-tin.

Headword: 
-tin.
Principal English Translation: 

a plural ending added to nouns, when the noun has a consonant stem (see Lockhart)

Lockhart’s Nahuatl as Written: 

abs. pl. ending of nouns after consonant stems
James Lockhart, Nahuatl as Written: Lessons in Older Written Nahuatl, with Copious Examples and Texts (Stanford: Stanford University Press and UCLA Latin American Studies, 2001), 235.

Attestations from sources in English: 

Only animate beings (people and animals) were to be given the plural form in Classical Nahuatl. Typical plural endings are -tin and -meh (or, as Launey writes it, mê). Plurals can also be indicated through reduplication. Exceptions of inanimate plurals include mountains (tētepê) and stars (cīcitlāltin), which probably relate to their personification in religious belief. Also, -tin will follow a consonant, but the plural ending -meh (or, for linguists, -mê) will follow either a vowel or a consonant.
Michel Launey, An Introduction to Classical Nahuatl, translated and adapted by Christopher MacKay (Cambridge: Cambridge University Press, 2011), 20–21.

pipiltin = children (pilli = child)

imeixtin Juramento quicelique = the three of them took oath (Tlaxcala, 1547)
Beyond the Codices, eds. Arthur J.O. Anderson, Frances Berdan, and James Lockhart (Los Angeles: UCLA Latin American Center, 1976), Doc. 22, 120–121.

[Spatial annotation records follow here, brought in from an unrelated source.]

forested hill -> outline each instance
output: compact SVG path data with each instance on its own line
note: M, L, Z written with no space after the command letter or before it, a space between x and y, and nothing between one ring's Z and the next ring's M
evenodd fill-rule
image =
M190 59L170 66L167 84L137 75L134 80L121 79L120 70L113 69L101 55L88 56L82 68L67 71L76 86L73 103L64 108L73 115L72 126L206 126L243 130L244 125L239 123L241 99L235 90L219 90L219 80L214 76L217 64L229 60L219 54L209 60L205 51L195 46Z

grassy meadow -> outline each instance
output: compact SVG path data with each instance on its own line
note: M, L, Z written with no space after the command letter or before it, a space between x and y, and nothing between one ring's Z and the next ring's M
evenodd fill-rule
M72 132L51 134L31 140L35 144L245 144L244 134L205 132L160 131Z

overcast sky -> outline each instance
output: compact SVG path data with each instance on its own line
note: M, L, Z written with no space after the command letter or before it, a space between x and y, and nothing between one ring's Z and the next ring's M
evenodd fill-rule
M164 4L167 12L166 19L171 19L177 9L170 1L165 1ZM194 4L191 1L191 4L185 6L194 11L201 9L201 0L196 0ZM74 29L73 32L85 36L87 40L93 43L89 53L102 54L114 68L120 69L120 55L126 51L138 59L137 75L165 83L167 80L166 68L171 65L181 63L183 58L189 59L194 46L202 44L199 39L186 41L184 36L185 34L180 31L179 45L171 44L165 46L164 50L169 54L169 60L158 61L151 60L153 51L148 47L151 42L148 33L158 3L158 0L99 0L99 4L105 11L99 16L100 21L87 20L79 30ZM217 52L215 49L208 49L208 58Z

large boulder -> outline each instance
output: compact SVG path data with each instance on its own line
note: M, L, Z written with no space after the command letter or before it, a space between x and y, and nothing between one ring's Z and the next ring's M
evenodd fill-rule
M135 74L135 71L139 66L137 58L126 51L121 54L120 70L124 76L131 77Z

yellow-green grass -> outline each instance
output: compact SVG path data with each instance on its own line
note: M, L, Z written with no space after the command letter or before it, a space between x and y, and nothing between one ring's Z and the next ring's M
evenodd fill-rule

Attestations from sources in Spanish: 

yn quenin oquitlalique otlanavatique cequintin Corregidoresme in imaltepepova ipan corregidorti = comó lo han dispuesto y ordenado otros corregidores en los pueblos en los cuales son corregidores (Cuauhtinchan, Puebla, s. XVI)
Luis Reyes García, "Ordenanzas para el gobierno de Cuauhtinchan, año de 1559," Estudios de Cultura Náhuatl 10 (1972), 264–265.

Cuando los sustantivos tienen las disinencias tzintli, tontli, etc., hacen siempre el plural en tin: ciuatzintli, mujer noble, ciuatzitzintin; piltontli, niñito, pipiltotontin; etc.
Rémi Siméon, Diccionario de la lengua náhuatl o mexicana (Mexico: Siglo XXI, 1988), xli.